Most recently, he’s raised money for the Healthcare Workers’ Foundation by creating two pieces, titled The Threads Connecting Us, which measure approximately 40cm in height and 15cm in width. Fifty per cent of the funds raised from their sale at auction will be donated to the charity. They each come with a separate needle.

“I was pleased to have the NHS request. The whole concept of this piece was bought about by public request. London Glassblowing put out the request and loads of ideas came in. The one that worked was about collective endeavour. It was great to make something inspired by that. The NHS has been a huge part of our recovery. The politics aside, the NHS is the most important thing during the pandemic and that’s how we’re getting out of it.”
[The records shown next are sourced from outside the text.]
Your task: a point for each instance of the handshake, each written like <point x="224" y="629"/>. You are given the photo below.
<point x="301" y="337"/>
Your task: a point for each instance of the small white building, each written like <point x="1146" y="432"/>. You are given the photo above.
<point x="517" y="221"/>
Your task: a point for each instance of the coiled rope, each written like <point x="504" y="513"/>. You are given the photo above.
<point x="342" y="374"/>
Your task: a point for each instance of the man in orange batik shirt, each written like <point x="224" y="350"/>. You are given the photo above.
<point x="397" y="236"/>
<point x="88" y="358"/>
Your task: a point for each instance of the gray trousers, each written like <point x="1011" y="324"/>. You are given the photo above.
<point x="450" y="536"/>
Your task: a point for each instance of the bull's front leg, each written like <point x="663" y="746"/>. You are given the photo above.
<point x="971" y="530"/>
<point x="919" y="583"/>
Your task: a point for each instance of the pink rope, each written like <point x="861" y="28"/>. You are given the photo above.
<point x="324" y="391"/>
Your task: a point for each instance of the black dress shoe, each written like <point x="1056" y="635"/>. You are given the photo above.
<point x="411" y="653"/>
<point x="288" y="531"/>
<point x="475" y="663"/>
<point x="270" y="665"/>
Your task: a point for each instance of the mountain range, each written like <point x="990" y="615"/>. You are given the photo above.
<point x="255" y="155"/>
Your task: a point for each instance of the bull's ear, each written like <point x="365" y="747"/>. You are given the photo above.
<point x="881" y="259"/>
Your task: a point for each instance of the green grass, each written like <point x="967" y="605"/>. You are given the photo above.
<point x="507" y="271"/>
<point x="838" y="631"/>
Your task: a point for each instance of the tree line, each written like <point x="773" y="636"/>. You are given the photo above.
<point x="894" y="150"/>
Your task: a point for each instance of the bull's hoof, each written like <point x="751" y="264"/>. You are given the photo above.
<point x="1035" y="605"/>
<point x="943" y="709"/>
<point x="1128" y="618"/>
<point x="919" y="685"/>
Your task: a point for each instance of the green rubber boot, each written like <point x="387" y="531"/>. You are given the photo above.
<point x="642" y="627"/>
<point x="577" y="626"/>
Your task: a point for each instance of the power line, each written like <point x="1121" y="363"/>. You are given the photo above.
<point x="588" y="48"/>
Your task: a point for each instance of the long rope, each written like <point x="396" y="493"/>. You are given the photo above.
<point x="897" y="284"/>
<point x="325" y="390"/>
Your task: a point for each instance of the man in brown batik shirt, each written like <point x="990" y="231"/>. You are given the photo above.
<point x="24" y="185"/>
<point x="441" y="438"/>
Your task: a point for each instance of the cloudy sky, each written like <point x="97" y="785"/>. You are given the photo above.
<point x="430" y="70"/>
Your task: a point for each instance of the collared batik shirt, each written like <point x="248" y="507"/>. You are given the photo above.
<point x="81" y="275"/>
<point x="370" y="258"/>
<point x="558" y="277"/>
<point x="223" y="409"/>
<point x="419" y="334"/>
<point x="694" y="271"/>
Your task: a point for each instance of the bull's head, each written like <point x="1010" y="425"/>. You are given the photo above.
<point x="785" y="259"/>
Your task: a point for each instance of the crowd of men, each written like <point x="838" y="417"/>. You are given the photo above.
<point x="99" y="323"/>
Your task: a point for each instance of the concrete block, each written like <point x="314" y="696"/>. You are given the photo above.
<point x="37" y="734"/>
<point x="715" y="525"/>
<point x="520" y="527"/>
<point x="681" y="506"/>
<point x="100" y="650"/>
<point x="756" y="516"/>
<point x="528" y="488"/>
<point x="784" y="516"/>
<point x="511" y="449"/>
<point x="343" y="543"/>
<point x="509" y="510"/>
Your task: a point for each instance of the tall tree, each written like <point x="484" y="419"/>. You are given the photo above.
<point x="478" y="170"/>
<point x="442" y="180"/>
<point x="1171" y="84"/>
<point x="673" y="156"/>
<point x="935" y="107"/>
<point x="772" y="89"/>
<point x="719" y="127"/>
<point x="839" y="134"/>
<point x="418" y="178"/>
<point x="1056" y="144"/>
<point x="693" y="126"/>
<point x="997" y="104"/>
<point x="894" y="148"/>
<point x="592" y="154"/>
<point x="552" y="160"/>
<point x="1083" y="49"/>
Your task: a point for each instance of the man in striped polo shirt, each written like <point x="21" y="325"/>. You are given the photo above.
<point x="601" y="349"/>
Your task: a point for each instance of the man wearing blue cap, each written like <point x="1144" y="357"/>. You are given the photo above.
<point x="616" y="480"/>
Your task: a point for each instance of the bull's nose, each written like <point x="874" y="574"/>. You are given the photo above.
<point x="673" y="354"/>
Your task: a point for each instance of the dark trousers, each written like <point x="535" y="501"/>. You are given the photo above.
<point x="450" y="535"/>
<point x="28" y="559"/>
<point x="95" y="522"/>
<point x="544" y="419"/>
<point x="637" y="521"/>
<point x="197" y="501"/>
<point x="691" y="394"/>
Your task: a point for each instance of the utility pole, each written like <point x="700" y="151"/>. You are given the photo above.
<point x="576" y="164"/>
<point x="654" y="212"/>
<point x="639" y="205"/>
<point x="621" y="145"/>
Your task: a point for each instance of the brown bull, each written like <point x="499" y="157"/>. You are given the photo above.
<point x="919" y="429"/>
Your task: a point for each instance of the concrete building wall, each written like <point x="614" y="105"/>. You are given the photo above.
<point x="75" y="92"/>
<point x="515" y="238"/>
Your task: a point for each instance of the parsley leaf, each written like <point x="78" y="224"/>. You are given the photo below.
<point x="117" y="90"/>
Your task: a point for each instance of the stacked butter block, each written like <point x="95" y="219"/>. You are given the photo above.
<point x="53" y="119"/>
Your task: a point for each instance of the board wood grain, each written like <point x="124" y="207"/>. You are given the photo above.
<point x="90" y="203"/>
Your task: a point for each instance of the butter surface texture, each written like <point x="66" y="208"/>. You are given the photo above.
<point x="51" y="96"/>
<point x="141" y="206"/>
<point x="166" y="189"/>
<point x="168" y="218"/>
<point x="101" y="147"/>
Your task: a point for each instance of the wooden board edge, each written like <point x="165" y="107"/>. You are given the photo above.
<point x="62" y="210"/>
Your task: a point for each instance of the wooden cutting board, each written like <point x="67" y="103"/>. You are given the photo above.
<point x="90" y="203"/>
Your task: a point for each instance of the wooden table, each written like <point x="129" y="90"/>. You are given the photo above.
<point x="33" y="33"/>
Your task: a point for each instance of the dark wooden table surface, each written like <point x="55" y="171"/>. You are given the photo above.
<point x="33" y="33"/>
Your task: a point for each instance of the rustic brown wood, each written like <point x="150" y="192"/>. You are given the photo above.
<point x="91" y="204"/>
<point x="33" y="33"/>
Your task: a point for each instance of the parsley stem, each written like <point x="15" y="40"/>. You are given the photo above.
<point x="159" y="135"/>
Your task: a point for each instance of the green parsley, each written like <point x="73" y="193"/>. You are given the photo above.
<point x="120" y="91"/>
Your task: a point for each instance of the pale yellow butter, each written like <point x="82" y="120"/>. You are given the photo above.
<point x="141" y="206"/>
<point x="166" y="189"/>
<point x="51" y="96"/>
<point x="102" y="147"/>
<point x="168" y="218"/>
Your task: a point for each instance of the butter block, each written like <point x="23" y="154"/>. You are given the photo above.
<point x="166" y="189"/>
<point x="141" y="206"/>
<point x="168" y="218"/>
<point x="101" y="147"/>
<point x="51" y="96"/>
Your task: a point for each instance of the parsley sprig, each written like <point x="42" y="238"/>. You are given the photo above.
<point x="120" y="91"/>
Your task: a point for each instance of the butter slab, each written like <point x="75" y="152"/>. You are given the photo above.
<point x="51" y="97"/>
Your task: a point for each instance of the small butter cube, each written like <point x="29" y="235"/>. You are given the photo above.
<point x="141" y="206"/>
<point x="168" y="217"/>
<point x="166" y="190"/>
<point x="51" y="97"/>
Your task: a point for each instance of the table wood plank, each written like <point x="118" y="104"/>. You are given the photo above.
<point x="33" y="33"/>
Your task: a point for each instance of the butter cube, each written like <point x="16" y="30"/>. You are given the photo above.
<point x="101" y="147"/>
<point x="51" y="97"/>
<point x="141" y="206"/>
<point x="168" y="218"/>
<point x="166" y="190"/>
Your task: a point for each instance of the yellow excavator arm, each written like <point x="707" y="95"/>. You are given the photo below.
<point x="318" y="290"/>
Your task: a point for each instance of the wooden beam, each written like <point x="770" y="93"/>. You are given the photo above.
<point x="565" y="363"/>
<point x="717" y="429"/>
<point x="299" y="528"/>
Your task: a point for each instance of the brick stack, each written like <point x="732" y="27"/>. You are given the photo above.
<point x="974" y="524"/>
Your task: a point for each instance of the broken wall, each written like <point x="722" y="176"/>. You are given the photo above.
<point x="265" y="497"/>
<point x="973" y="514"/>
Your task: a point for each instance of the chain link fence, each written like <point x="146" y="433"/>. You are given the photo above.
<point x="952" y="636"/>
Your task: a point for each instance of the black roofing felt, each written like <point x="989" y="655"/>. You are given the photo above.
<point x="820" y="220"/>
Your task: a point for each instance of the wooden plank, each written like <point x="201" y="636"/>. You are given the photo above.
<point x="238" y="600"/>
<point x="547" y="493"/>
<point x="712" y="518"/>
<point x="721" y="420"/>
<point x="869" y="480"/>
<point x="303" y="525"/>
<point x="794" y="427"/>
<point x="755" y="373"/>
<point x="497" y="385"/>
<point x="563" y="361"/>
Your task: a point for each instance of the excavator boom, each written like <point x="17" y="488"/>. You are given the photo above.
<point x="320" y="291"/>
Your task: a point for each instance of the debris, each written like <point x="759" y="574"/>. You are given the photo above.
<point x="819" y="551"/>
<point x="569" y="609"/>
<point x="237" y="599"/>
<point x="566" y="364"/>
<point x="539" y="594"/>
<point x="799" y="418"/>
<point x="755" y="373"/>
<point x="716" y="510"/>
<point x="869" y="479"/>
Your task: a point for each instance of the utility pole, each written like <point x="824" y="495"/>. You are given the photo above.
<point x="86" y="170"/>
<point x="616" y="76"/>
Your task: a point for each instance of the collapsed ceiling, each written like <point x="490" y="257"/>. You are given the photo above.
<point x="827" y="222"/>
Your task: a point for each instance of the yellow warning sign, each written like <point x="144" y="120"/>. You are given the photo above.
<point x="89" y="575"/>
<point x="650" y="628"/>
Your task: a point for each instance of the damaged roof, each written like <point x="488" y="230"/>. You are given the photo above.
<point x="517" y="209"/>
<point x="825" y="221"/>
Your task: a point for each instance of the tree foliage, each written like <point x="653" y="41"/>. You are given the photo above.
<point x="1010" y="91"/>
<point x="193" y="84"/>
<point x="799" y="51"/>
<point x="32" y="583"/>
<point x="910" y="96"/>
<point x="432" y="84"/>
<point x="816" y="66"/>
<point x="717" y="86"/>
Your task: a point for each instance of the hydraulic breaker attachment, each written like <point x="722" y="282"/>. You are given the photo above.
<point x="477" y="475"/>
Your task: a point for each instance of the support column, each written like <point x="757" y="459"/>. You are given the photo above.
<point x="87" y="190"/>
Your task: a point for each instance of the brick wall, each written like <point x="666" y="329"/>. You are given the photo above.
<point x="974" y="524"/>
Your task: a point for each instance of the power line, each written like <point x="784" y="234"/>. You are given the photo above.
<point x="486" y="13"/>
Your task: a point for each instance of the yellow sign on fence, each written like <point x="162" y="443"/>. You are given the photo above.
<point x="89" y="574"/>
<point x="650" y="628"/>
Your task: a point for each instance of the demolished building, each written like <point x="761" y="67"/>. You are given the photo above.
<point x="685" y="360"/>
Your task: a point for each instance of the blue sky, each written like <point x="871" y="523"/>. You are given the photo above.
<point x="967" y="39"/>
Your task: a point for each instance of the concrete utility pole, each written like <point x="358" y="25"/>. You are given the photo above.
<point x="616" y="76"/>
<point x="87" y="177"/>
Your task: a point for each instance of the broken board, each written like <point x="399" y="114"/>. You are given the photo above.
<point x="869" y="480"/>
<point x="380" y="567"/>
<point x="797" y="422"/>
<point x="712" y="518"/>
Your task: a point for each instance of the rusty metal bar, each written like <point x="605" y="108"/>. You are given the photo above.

Like many from the Black Country, Elliot is a homebird at heart and after setting up his own studio in Hertford and working there and in London, he’s soon to return. He’s moving his studio to Stourbridge, to the Lighthouse. “It’s the last glass cone in the UK. It’s the most complete site in the world, the best preserved in the world. The cone is such a beautiful building. We’ll be setting up studio on that site as Blowfish Glass. That’ll be open to the public. We’re excited to get back to the Midlands. We’re hoping to add to the revival of the area and the interest in it.”

Preserving traditional skills, but taking them into the modern idiom, Elliot is in a glass of his own.